Parlare di training autogeno solamente in termini di “tecnica di rilassamento” sarebbe riduttivo; è qualcosa di più profondo e sostanziale come suggerito dalle stesse parole che lo definiscono: “training” rimanda all’idea di “allenamento, esercizio”, mentre l’aggettivo “autogeno” significa “che si genera da sé”. Si tratta di una tecnica che induce nella persona delle modificazioni positive a livello somatico e a livello psichico, in direzione opposta rispetto alle manifestazioni corporee e mentali che si accompagnano a momenti di tensione e di stress. Che cosa significa in concreto?

Attraverso una serie di esercizi “mentali”, la persona si rappresenta mentalmente formule e sensazioni che si riferiscono a specifiche parti e/o funzioni del corpo; con il tempo e soprattutto con l’allenamento, queste sensazioni evocate si traducono in concrete sensazioni fisiche. E, ad esempio, è così che, immaginando il mio corpo pesante, arriverò a percepire effettivamente la specifica sensazione a cui si riferisce l’esercizio.

Ma come è possibile che alla rappresentazione mentale di una sensazione ne consegua una reale modificazione a livello fisiologico?

La risposta si trova in quello che viene definito “principio ideomotorio (o dell’ideoplasia)” di Carpenter (1873), secondo il quale un’immagine di movimento dà lo stimolo perché il movimento stesso si attui; pensando all’esercizio della pesantezza, l’idea di corpo pesante si accompagna a minimi impulsi motori che porteranno il corpo a “muoversi” nella direzione della pesantezza e, quindi, della distensione muscolare.

Nel training autogeno è fondamentale assumere un atteggiamento di “concentrazione passiva”: la persona non resta concentrata su un obiettivo da raggiungere volontariamente, ma – guardando a sé come un osservatore esterno – lascia che le manifestazioni somatiche e mentali accadano in modo spontaneo.

Paradossalmente, viene altresì richiesto alla persona un atteggiamento attivo… attivo nell’eseguire gli esercizi, nel ritagliarsi un momento della giornata per esercitarsi, nel fare qualcosa per se stesso e per il proprio benessere.

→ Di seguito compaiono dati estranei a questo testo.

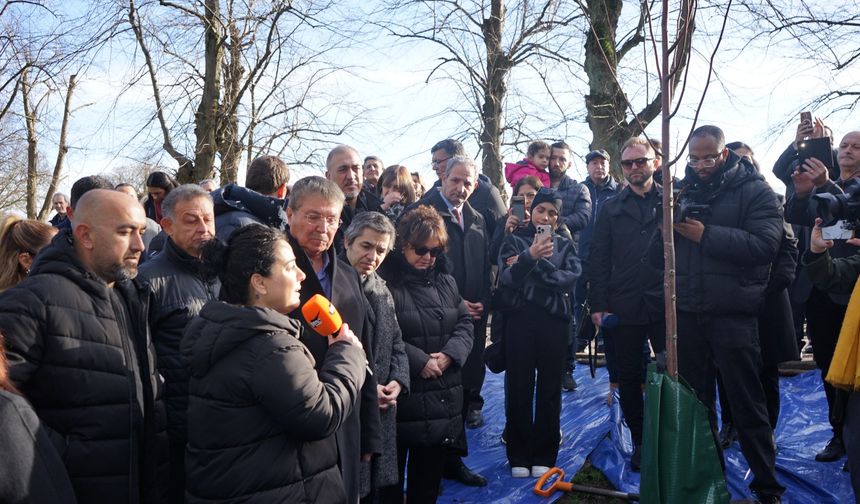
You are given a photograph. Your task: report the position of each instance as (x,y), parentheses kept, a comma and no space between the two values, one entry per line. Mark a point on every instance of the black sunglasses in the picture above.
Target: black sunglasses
(434,252)
(639,162)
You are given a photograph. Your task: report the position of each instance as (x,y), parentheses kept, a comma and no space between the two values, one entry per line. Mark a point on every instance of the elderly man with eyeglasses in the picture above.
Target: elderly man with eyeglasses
(468,242)
(727,232)
(314,212)
(484,198)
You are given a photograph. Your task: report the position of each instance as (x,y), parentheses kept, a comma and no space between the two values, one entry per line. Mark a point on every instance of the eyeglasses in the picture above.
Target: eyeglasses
(316,219)
(707,162)
(437,162)
(434,252)
(628,163)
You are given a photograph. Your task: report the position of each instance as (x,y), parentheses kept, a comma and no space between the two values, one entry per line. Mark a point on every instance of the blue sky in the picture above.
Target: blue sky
(757,87)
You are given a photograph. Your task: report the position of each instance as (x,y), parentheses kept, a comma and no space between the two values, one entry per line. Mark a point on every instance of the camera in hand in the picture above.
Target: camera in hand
(839,211)
(689,208)
(685,206)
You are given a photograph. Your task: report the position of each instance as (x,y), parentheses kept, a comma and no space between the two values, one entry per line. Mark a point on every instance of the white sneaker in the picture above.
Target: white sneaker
(538,471)
(520,472)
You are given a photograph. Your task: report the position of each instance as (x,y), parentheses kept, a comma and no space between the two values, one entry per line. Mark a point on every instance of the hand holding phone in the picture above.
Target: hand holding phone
(518,207)
(804,129)
(543,243)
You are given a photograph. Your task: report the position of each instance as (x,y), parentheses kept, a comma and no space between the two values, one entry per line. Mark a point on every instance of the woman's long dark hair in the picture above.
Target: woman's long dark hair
(5,382)
(249,249)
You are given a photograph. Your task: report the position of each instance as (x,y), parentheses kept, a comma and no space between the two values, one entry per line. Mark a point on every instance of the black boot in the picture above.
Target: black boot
(636,458)
(834,450)
(728,435)
(463,474)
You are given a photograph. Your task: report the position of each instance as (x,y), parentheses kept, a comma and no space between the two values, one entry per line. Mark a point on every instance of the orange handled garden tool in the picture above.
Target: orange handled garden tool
(565,486)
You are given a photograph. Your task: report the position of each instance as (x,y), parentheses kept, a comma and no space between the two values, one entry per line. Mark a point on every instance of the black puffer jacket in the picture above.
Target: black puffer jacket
(261,419)
(180,289)
(622,282)
(727,272)
(237,206)
(32,470)
(433,318)
(90,374)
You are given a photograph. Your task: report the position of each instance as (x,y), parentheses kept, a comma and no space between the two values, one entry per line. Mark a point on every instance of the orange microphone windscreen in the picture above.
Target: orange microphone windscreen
(321,315)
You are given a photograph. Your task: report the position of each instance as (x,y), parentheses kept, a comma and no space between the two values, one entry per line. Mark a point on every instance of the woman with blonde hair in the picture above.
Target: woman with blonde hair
(397,190)
(20,241)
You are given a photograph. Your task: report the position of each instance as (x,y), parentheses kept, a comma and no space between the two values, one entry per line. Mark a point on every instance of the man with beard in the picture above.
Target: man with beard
(623,286)
(344,168)
(79,348)
(724,247)
(180,288)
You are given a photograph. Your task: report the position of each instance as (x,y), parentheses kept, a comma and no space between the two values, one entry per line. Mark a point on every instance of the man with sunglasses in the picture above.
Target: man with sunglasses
(723,256)
(468,251)
(621,285)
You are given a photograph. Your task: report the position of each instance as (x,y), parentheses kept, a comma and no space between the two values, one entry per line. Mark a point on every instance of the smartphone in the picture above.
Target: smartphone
(838,231)
(819,148)
(518,207)
(545,230)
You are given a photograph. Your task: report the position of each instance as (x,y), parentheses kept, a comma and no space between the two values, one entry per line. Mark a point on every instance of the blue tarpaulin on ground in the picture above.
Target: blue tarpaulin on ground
(594,429)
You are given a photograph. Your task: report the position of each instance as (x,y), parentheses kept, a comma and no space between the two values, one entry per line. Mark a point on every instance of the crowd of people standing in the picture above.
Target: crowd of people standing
(159,351)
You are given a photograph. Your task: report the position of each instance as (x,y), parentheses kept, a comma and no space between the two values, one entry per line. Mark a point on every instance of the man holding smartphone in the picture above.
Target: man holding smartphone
(825,311)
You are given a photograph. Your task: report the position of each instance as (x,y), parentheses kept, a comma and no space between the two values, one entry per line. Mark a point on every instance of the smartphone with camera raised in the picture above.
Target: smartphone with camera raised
(545,230)
(839,231)
(518,207)
(806,119)
(819,148)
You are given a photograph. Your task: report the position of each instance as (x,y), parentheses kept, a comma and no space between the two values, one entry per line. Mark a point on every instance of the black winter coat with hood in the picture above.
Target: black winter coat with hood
(621,281)
(80,351)
(180,289)
(728,271)
(432,318)
(545,282)
(236,206)
(261,419)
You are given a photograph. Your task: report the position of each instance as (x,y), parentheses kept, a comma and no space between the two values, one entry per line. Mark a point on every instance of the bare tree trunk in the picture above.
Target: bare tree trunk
(185,164)
(606,104)
(32,143)
(495,89)
(668,215)
(229,146)
(206,120)
(62,149)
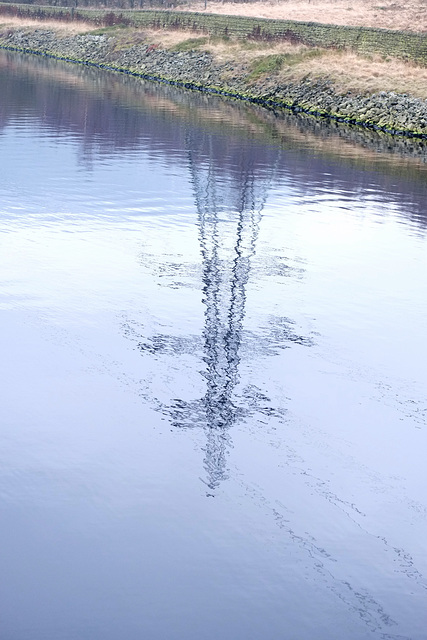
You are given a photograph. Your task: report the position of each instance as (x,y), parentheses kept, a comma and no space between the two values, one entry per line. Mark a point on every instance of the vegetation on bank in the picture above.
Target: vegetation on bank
(255,60)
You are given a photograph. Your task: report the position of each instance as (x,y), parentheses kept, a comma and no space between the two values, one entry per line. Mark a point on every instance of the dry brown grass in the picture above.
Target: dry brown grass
(351,72)
(410,15)
(53,25)
(347,70)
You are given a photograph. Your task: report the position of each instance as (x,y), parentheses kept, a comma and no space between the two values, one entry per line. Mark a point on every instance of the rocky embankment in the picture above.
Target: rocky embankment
(386,111)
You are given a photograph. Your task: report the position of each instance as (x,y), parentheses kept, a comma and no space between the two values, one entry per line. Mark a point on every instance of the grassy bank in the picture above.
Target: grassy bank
(338,82)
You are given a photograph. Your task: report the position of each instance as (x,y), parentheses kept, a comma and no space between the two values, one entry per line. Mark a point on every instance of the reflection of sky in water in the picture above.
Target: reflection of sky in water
(209,308)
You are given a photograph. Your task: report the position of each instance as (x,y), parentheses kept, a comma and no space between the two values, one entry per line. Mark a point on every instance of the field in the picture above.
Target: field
(286,61)
(408,16)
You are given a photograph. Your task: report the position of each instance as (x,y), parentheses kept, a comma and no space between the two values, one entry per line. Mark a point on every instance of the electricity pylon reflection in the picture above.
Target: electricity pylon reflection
(230,185)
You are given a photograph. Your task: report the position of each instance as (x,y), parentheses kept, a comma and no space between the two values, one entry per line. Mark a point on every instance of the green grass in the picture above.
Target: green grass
(190,44)
(264,65)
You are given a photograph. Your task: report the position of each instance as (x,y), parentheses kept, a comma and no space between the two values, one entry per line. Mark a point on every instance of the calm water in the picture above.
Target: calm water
(213,373)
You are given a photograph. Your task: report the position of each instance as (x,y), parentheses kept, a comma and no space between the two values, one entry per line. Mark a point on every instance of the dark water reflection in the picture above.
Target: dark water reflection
(202,299)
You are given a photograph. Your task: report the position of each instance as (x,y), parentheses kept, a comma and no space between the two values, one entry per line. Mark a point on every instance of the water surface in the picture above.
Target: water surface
(213,390)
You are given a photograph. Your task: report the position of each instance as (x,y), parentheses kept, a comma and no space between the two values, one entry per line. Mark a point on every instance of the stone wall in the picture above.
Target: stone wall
(388,112)
(365,40)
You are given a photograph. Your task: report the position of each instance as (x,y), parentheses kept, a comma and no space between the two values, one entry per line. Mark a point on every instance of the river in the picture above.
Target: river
(213,375)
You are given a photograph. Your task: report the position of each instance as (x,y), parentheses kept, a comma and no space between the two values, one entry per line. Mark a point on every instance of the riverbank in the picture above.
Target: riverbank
(279,75)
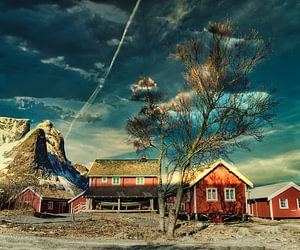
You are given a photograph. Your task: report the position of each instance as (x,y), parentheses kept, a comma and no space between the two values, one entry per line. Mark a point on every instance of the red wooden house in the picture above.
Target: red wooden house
(120,185)
(216,190)
(281,200)
(45,199)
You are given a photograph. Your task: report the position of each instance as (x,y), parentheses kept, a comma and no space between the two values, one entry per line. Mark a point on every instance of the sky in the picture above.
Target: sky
(54,54)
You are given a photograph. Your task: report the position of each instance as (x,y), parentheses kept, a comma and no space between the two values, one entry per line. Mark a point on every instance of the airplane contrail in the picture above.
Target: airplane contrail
(93,96)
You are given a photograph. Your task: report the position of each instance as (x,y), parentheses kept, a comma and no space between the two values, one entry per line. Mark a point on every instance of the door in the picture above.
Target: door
(61,207)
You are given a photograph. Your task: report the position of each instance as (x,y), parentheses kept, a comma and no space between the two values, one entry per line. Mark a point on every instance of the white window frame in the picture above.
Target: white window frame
(112,181)
(50,205)
(287,204)
(141,178)
(207,191)
(225,198)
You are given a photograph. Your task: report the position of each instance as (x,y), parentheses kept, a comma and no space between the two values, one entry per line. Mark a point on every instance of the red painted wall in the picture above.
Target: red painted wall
(76,202)
(293,211)
(125,181)
(261,208)
(219,178)
(57,206)
(29,197)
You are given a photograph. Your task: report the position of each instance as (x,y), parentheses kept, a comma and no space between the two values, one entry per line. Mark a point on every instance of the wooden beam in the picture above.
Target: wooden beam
(119,204)
(151,204)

E, infatti, il Training Autogeno non è una tecnica miracolosa, non ci si deve aspettare che l’eventuale problema per cui ci si è rivolti al training autogeno si risolva subito; d’altra parte, non bisogna demoralizzarsi se non si riesce in un esercizio né avere un atteggiamento rinunciatario, ma è importante prendersi il tempo necessario. Un atteggiamento diligente nell’apprendere la tecnica, contraddistinto da impegno e da costanza nell’esercitarsi, permetterà di ottenere dei risultati positivi ed efficaci per la propria persona.